Дом на Вокзальной улице бережно оберегал жизненный уклад его обитателей. Милый дом с открытыми настежь окнами, не запираемыми дверьми, керосинками и рукомойниками в коридорах, деревянной лестницей и скрипящими полами будто стоит перед глазами, приглашая войти. Дом, погруженный в размеренность будней, словно выходил из спячки в субботние банные дни. С утра благоверным жены собирали чемоданчики, укладывая в них мыло, липовую мочалку, полотенца – махровое и вафельное, сменное белье и, обязательно, «маленькую». Так называли бутылку водки в один граненый стакан. После «маленькой» и одной-двух кружек разливного пива, выпиваемых под вяленую корюшку в ларьке при бане, порядком набравшиеся муженьки с шумом заваливались в дом. А там кому и как повезет. Одни, командным голосом грозно взывали с порога.

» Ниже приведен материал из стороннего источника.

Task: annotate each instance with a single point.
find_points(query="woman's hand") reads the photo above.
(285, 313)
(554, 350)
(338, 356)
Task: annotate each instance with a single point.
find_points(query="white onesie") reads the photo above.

– Сымай сапоги! – и, развалившись у входа, притворно выставляли ноги. Случалось, что засыпали под дверью, не в силах добраться до кровати. Другие отправляли жён за бутылкой и пьяное веселье продолжалось. Подпивший изрядно отец буянил и упирался изо всех сил, не давая связывать себя веревкой дюжим мужикам. Иногда нам с мамой и маленькой сестренкой приходилось ночевать в коридоре под лестницей. Мама в ожидании отца заранее у входа выставляла валенки, вешала детские пальто. Как по команде, мы среди ночи накидывали одежду, влезали в валенки и бежали прятаться от буйного отца. Наутро, чтобы вернуть мамино расположение, отец мыл полы, стирал бельё, стоял у плиты, а готовил отменно, пройдя школу судового кока. Но, приходила банная суббота, и все повторялось вновь.
Воспоминания о детстве живописно воспроизводят череду событий в красках, запахах и звуках. Так, узнаваемы и ощутимы запахи пасхальных яиц, весенней улицы и крыльца, густо устланного ярко красной яичной скорлупой на Пасху. Праздничным утром соседи выносили во двор миски с яйцами, после чего начиналось азартные яичные бои. Чье яйцо, при ударе не разбивалось, тому и сила и, прибыль.
– Давай сначала носиками! – с азартом предлагает Колька, зажав в кулаке яйцо так, что виден только острый кончик. Это его коронный приём. Он не бьет своим яйцом, а, следуя выбранной тактике, подставляет его под удар. На этот раз Колька выигрывает, я ухожу в сторону с расквашенным яйцом. А он бежит следом, предлагая побиться «жопками». Тогда это словечко никого не смущало. Мало того, оно дошло до наших дней. Дворовая лихорадка угасала, когда разбивалось последнее яйцо. Выигравших весельчаков, было видно издалека. Они тащили тазы, полные яиц и раздавали их соседям.